He looked around the place, nothing like comfort but like an animal caged, deprived of freedom and audience. He felt pain from his turgid skin. There was no day for him now and there was no night, but a long stretch of time, A long stretch of time that was very short  and then he will no more exist. Toward no one in the world did he felt any fear now, he know that fear was useless ; and toward no one did he feel any hate, for that hate would not help him neither, so what will be the essence of it. They carried him from one police station to another, threatened him, persuaded him, blustered him and stormed at him. But continuously he says " me no do it" . These are all he uttered, no matter how much they tried to make him speak more he steadfastly refused to say anything else.

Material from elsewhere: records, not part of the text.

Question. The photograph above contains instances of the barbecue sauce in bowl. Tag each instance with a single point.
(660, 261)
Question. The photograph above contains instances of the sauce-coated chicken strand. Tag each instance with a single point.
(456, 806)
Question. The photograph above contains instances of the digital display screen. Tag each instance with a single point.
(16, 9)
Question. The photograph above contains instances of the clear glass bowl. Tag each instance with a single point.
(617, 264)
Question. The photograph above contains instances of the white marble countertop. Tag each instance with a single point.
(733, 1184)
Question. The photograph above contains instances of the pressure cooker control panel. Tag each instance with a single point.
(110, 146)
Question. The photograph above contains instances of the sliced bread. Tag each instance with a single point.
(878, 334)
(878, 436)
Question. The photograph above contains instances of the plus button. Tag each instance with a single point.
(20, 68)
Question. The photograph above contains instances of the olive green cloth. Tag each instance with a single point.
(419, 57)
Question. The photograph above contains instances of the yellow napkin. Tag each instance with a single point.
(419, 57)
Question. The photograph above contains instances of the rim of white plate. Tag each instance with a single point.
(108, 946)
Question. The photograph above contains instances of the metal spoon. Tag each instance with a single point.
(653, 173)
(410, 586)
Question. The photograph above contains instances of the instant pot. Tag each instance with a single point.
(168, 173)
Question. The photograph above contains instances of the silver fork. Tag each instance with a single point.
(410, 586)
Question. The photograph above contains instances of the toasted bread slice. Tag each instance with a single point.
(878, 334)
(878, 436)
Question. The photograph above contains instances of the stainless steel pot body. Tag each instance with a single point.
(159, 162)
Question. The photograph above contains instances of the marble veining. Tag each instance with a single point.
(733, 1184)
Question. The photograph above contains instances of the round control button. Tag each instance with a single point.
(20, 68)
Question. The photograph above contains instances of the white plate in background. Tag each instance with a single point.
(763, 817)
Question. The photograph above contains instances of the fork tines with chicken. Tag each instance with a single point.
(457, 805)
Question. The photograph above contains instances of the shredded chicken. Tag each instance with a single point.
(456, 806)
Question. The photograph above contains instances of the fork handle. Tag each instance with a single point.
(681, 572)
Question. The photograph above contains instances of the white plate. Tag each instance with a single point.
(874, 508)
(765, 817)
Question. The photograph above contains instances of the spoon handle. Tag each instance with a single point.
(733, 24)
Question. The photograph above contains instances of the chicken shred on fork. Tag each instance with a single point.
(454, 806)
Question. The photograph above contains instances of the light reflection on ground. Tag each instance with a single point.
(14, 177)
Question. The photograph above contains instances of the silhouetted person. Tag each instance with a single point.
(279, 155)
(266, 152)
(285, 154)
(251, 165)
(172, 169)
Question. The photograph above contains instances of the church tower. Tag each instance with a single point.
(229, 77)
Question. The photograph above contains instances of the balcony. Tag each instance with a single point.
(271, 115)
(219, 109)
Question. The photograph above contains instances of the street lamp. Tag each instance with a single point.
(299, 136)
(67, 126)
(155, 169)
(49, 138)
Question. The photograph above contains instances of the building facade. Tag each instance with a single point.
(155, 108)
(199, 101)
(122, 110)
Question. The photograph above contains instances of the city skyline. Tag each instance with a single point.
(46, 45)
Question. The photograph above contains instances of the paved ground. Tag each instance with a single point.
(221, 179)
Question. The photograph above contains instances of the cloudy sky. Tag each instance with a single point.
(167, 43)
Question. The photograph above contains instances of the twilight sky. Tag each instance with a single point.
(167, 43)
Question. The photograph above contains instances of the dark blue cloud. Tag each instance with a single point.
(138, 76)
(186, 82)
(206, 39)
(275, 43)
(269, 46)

Most of the time he sat with bowed head, just staring at the floor or lay upon his stomach counting his fingers, muttering words that the officers can't decipher.  Food was brought to him upon trays and an hour later the trays were taken away untouched. They gave him packs of cigarettes, not knowing he doesn't smoke. But they find it lay on the floor unopened. He would not even drink water, he simply lay or sat, saying repeated words when asked " me no do it " not knowing how when anyone entered or left his cell, when they want to take him from one place to another, they caught him by the wrist, he followed without resistance, walking always with dragging feet, head ducked . Even when they snatched him up by the collar, his weak body easily lending itself to be manhandled. He looked without hope or resentment, no one had seen him save the officials and refused to see anyone, not even his own family. Pain, that is all they will feel seeing him in a state like that. Four days following his capture, and the image of Christopher's dead body in the car came to his mind Everytime . Having been thrown into prison for a murder he knows nothing  about, not knowing if to accept the guilt of the crime. To him, he signed his own suicide papers by agreeing to work with a white. He was blind to his kindness and generosity, but he never regretted it, not for a single day. Not for someone who saw him like a son and a friend. the time he spent working with Christopher was the greatest achievement he had done in his Life. He turned away from his life and the long train of disastrous consequences that had flowed from it and looked wistfully upon the dark face of the waters from which he had been first made in the image of a man with a man's obscure need and urge; feeling that he wanted to sink back into those waters and rest eternally.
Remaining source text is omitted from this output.